DEET is a very strong chemical, and it is not recommended to use repellants containing high concentrations of DEET or picaridin on children less than two years of age. If necessary, it may be applied to children's clothing. Permethrin is an alternative repellent, but it should only be applied to clothes.

Wearing boots and socks and using insecticide on your clothes when in forested areas also helps protect against biting ants, leeches and ticks. Ticks usually get brushed onto your feet or legs as you pass through the forest. If you've been in the forest, check your body for ticks at the end of the day. Be particularly vigilant about searching your children. If you find a tick on your body, remove it immediately. You can dab the tick with some insecticide, and carefully pull the tick out with tweezers, ensure that the head is removed. If you experience any symptoms such as severe headache, fever, sore joints, breathing difficulties, or an unusual rash, consult a doctor.

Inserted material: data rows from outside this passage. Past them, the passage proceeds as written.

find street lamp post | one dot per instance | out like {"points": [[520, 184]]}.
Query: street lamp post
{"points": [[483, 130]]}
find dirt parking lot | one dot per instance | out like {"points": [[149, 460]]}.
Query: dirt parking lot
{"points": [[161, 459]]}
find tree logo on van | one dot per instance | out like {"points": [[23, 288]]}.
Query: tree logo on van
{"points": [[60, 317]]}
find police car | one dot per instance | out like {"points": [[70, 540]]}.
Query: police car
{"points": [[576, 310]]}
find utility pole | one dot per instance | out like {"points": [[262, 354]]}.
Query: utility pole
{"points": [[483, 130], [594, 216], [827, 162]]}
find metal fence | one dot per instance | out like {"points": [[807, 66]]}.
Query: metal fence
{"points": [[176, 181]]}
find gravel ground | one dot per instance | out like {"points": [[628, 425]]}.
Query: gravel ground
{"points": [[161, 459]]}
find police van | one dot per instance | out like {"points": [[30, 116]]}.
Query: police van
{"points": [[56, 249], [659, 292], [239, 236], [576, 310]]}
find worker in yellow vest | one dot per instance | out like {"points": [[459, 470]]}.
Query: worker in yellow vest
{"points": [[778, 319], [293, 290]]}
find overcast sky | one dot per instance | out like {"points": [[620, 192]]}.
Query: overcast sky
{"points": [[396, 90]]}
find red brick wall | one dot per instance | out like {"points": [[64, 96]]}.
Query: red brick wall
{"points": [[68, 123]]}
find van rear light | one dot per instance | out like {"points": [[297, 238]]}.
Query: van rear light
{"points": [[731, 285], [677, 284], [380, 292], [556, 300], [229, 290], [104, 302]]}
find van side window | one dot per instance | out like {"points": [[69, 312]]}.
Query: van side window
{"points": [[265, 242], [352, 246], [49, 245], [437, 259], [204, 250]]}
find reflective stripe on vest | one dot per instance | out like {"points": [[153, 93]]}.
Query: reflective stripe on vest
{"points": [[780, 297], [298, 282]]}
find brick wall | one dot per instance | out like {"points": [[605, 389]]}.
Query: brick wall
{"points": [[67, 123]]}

Another danger faced in Queensland comes from one of the things that draws so many people to our fine state. The sun. Skin cancer is the most common form of cancer in Australia, and Australia has the highest instances of skin cancer in the world, partly due to our outdoor lifestyle, but also as a result of the depleted ozone layer over our heads. The sun's harmful UV rays are simply stronger here than in the northern hemisphere, so we have a simple message for you:

"Slip, slop, slap!"

In other words, "Slip on a shirt, slop on sunscreen and slap on a hat!" These days, UV resistant swimwear is also widely available in Australia, providing maximum protection against sunburn. It is particularly recommended for children and for those with fair complexions, and is available in adult sizes.


The staff at Cairns Unlimited have been to dozens of countries all over the world, and we don't consider Australia more dangerous than any other country. Every country and region presents its own risks, and risks of illness or accident or theft of belongings exists everywhere. We strongly believe that Travel Insurance is an integral part of any trip, an expense that should be factored into your budget right from the start, along with airfares, accommodation and beer!